Configuration-driven data shaping for Spark in Microsoft Fabric.
weevr lets you declare data transformation intent in YAML and execute it on PySpark. Define what should happen to your data — sources, transforms, joins, validations, write behavior — and let a stable engine handle how it runs. No code generation, no abstraction leaks. Just Spark DataFrame operations driven by configuration.
pip install weevrDefine a thread — the smallest unit of work — using a .thread file:
# dim_customer.thread
config_version: "1.0"
sources:
raw_customers:
type: delta
path: "${lakehouse_path}/raw/customers"
steps:
- filter:
expr: "is_active = true"
- select:
columns: [customer_id, name, email, region]
target:
path: "${lakehouse_path}/curated/dim_customer"
write:
mode: overwriteRun it from a Fabric Notebook or any PySpark environment:
from weevr import Context
ctx = Context(spark, "my-project.weevr")
result = ctx.run("dim_customer.thread")
print(result.status) # "success"- Declarative transforms — Filter, join, dedup, sort, rename, cast, derive, select, drop, aggregate, window, pivot, and union — all expressed in YAML
- Flexible write modes — Overwrite, append, and merge (upsert) with configurable match, update, and delete behavior
- Validation and data quality — Pre-write rules with severity routing (info, warn, error, fatal) and automatic row quarantine; post-write assertions for row counts, null checks, uniqueness, and custom expressions
- DAG orchestration — Automatic dependency resolution, parallel thread execution within weaves, sequential weave ordering, configurable failure behavior, and auto-cache management
- Configuration inheritance — Define patterns once at loom or weave level, cascade to threads with child-wins semantics
- Variable injection — Environment-agnostic configs with parameter files and runtime overrides
- Incremental processing — Watermark-based incremental loads, CDC merge routing with hard/soft delete support, and Delta Change Data Feed integration
- Observability — OTel-compatible execution spans, structured JSON logging, row count reconciliation, and execution trace trees
- Null-safe defaults — Opinionated join semantics and key handling that prevent common Spark pitfalls
- Python API —
Contextclass withrun()for execution,load()for config inspection, and verification modes for dry-run validation
weevr organizes work through four concepts:
- Thread — The smallest executable unit. Reads from one or more sources, applies transforms, validates, and writes to a single target.
- Weave — A collection of threads forming a dependency DAG. Represents a subject area or processing stage. Independent threads run in parallel.
- Loom — A deployable unit packaging one or more weaves with defined execution order. The primary unit of versioning and release.
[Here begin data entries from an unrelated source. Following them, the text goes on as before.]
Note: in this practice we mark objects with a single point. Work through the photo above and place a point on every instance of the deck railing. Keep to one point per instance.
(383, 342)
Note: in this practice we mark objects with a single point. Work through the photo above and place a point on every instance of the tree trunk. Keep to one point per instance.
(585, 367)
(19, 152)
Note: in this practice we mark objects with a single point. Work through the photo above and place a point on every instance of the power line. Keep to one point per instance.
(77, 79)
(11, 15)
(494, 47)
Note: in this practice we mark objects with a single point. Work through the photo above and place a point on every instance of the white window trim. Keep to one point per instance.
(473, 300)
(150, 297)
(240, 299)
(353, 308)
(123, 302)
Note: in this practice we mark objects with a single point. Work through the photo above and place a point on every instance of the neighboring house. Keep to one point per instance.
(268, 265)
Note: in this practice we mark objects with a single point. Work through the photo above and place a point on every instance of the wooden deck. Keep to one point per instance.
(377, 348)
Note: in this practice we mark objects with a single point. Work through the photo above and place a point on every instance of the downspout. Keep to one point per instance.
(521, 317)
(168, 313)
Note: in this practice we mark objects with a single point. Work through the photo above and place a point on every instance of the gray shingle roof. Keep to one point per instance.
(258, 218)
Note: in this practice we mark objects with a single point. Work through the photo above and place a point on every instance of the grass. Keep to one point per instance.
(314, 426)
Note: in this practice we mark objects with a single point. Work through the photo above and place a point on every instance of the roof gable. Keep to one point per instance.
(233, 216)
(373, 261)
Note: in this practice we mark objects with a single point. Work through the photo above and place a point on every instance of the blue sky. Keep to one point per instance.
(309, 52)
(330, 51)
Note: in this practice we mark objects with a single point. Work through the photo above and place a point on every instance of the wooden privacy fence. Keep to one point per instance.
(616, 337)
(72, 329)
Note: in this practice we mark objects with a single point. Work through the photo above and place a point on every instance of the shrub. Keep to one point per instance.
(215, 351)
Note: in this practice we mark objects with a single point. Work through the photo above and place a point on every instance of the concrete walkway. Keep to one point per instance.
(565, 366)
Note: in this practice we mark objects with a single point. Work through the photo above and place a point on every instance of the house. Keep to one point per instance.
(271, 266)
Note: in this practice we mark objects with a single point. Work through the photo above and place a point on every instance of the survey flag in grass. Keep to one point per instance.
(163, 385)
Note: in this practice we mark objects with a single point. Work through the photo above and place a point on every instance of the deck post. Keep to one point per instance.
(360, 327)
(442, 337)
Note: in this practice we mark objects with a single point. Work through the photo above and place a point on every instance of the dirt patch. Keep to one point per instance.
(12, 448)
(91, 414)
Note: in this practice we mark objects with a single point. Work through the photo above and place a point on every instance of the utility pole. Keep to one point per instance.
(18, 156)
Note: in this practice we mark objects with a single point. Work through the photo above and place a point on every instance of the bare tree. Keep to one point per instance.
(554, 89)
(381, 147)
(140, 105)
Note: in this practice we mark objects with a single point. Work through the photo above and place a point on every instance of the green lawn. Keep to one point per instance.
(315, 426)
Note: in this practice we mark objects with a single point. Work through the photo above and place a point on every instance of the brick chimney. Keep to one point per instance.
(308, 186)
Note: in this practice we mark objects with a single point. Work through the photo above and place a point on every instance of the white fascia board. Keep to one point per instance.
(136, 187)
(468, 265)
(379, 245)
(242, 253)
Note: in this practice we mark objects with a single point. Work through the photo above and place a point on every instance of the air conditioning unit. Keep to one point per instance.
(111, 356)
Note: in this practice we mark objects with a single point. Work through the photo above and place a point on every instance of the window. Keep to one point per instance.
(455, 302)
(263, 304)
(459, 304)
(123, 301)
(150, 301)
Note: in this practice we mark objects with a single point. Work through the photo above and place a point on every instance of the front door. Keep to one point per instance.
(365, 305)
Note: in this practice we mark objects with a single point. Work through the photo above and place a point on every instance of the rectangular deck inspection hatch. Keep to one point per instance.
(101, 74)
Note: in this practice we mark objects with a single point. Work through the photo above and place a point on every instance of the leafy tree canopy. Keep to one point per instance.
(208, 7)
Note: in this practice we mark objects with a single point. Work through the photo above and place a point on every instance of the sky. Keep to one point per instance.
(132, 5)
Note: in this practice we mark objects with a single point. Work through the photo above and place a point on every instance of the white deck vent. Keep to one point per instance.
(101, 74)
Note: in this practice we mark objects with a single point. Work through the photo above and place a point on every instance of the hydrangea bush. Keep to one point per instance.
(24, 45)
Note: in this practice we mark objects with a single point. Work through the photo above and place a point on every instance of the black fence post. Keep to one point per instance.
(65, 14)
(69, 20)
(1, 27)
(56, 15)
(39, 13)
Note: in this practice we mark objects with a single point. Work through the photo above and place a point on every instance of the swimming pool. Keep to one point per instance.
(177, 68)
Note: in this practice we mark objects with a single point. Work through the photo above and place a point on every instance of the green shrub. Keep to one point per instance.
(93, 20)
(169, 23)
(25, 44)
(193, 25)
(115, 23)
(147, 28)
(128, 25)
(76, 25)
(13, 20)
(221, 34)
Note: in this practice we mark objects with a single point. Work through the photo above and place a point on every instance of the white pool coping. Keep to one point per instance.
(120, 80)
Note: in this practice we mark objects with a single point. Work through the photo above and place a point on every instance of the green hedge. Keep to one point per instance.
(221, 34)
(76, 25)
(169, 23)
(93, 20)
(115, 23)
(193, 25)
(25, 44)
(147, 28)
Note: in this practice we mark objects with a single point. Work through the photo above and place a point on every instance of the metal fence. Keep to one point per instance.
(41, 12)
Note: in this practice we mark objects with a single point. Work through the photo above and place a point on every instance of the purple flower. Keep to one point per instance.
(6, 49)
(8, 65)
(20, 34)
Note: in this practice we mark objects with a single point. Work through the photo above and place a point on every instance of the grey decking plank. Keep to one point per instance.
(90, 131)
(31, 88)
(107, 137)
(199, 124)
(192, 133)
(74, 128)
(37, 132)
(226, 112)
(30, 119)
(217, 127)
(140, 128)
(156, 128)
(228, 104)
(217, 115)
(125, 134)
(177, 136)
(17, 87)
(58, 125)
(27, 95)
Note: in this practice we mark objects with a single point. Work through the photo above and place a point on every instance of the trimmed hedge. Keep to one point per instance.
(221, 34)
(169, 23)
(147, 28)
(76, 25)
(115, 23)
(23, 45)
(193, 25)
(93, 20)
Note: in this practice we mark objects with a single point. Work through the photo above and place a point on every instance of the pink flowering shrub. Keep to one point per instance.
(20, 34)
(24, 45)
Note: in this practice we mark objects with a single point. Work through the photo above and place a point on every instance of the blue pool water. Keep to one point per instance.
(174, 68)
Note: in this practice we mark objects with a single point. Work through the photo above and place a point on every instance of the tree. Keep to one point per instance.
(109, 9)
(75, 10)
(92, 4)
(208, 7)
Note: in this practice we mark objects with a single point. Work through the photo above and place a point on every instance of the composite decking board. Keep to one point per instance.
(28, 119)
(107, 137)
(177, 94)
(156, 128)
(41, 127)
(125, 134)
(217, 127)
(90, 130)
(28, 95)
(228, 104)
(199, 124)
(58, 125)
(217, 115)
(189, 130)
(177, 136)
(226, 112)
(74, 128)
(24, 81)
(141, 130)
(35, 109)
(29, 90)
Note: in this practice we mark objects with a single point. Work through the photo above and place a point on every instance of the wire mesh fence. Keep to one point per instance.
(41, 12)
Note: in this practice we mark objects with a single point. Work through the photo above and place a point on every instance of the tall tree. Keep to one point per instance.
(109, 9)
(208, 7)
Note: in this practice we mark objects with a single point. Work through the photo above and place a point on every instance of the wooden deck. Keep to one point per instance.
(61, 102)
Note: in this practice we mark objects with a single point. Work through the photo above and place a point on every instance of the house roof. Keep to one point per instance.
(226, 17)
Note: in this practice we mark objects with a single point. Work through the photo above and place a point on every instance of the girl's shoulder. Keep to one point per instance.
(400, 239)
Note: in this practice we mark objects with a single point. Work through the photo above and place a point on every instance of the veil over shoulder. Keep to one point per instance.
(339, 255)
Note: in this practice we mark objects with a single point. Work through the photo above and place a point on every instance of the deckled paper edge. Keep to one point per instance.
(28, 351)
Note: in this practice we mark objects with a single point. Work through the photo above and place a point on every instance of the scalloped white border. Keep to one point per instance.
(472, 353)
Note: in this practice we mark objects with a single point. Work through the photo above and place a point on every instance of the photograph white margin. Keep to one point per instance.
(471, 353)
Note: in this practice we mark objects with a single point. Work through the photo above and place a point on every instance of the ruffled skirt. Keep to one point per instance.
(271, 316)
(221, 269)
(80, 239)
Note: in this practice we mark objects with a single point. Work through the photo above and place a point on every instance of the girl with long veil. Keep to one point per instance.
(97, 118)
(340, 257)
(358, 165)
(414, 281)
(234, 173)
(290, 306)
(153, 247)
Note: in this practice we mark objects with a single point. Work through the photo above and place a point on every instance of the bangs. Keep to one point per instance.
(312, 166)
- Project — A logical grouping of looms. Defines the boundary for shared configuration, parameter files, helpers, and UDFs.
- Declarative intent, imperative execution — Configuration is read at runtime and drives execution directly. No code generation from YAML.
- Spark-native, Fabric-aligned — All execution uses Spark DataFrame APIs inside Fabric's runtime. No external systems or runtimes.
- Deterministic and idempotent — Same configuration and inputs produce consistent behavior. Safe to rerun.
- Opinionated defaults, configurable overrides — Safe defaults for null handling, join behavior, and failure semantics. Override when you need to.
- Configuration reuse through inheritance — Define patterns once at higher levels and inherit down. Reduces effort, enforces standards.
weevr is intentionally not:
- A low-code or no-code platform
- A visual workflow designer
- A replacement for Spark or re-implementation of data processing primitives
- An abstraction layer that hides the underlying execution engine
The goal is to reduce orchestration friction and enforce repeatable patterns — not to obscure how data is processed.
- Analysts who know SQL but not Spark
- Data engineers who want config-driven consistency
- Teams building medallion architectures in Fabric
- Anyone seeking repeatable, governed data transformation patterns
weevr's engine is a general-purpose library distributed via PyPI. It contains no project-specific configuration.
Integration projects are separate repositories containing YAML configs, Fabric Notebooks, and any project-specific UDFs or helpers. This separation lets the engine evolve independently while teams own their configuration.
| Component | Version |
|---|---|
| Python | 3.11 |
| PySpark | 3.5 |
| Delta Lake | 3.2 |
| Microsoft Fabric Runtime | 1.3 |
- Extensibility — Reusable stitch patterns, project-level UDF and helper registries
- Developer tooling — Test framework, CLI validation, dry-run modes
- Advanced merge patterns — Insert-only mode, complex update strategies
Full documentation is available at ardent-data.github.io/weevr.
See CONTRIBUTING.md for development setup, workflow expectations, and pull request conventions. Contributions are welcome.
Apache License 2.0. See LICENSE for details.